What Dan Pallotta seems to fail to grasp is that some people do what they do out of a sheer love they have for that particular calling. They know they could make more by doing something else. Many struggle with that calculus on a regular basis.5 But most, and we owe them a debt of profound gratitude, continue day after day with the work at hand…creating beauty, growing our food, instructing our young, caring for the sick, protecting our environment, defending the indigent. Yes, they deserve a wage that recognizes their talents (at both the top and the bottom of the organizational pyramid); but that wage should never be considered or granted outside of the larger context of the work the tax exempt, nonprofit organizations exist to do; and the communities they exist to serve.

As we have stated before, if people want to make a million dollars or more, there are plenty of places where they can do so. We believe the nonprofit sector should not be that place.


1Ken Berger is the President and CEO of Charity Navigator. Dr. Penna is an independent outcomes consultant and advisor to Charity Navigator. He is the author of Outcome Frameworks and the forthcoming Nonprofit Outcomes Toolbox, to be published by Wiley & Sons in March of 2011.

2 (especially see those entries on the topics – Charity Rating Issues and CN 2.0)

3Goldstein, J. et al. “Wealth of Friends” New York Post. September 12, 2010.

4Goldstein J. and Seifman, D. “Vito Lopez-backed charity led by the clueless.” New York Post. September 15, 2010.

5 Grondhal, Paul. “Feast or famine for dairy farmers.” Albany Times Union. September 26, 2010.


Madeline Puckette said...

Thanks for your detailed thoughts on this. I really believe you make a strong case in how a non-profit has a to use it's fiscal resource wisely, even if their is a surplus.
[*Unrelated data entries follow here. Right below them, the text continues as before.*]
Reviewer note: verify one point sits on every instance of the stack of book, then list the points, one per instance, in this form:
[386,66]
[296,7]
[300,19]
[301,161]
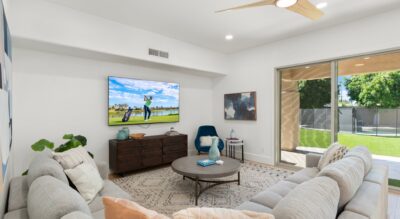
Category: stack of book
[206,162]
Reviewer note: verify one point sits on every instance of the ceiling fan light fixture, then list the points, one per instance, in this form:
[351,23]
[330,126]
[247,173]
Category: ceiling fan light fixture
[285,3]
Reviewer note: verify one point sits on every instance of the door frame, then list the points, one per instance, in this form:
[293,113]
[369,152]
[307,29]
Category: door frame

I have a question for you: In the case of a surplus (lets say that an organization receives a wealth of donations from the public), what are some solutions to the interesting problem of having excess money? Can a charity in turn select another organization to spread the wealth? This might be a stupid question, but what I am really wondering what kinds of problems charities run into when they are encountered with extra revenue. How can they grow, can they grow accordingly?

Ken Berger said...


Your question is far from stupid, it is an excellent one. This is a real problem for those lucky few nonprofits that get a surplus of donations of a significant amount, such as in the Haiti disaster. It is especially true when smaller organizations are flooded with donations that far outstrip their capacity to use them in a timely manner.

I believe that what usually happens is that the organization grows dramatically and suffers from a terribly difficult learning curve where many, many mistakes are made along the way. In other words, a lot of money can be wasted on the trial and error of growing too fast. Alternatively, some will squirrel the money away and build more slowly and thoughtfully. They then run the risk of donor wrath at not using the money as was expected.

Rarely if ever, do I see nonprofits spread the wealth. That is the sad state of things where most function in silos and organizational priorities trump mission. In their defense though, most smaller nonprofits are usually so resource starved that the influx of cash is vitally held on to to afford better capacity to fulfill the mission.

One other point of clarification, there is a certain amount of money that every charity should be squirreling away. We call it working capital reserves and recommend that most have enough money in reserve to operate for a full year, should their normal funding dry up. That is just sound financial practice and not trumping self preservation over mission in our opinion.

I think you get the idea. I hope this answers your question too!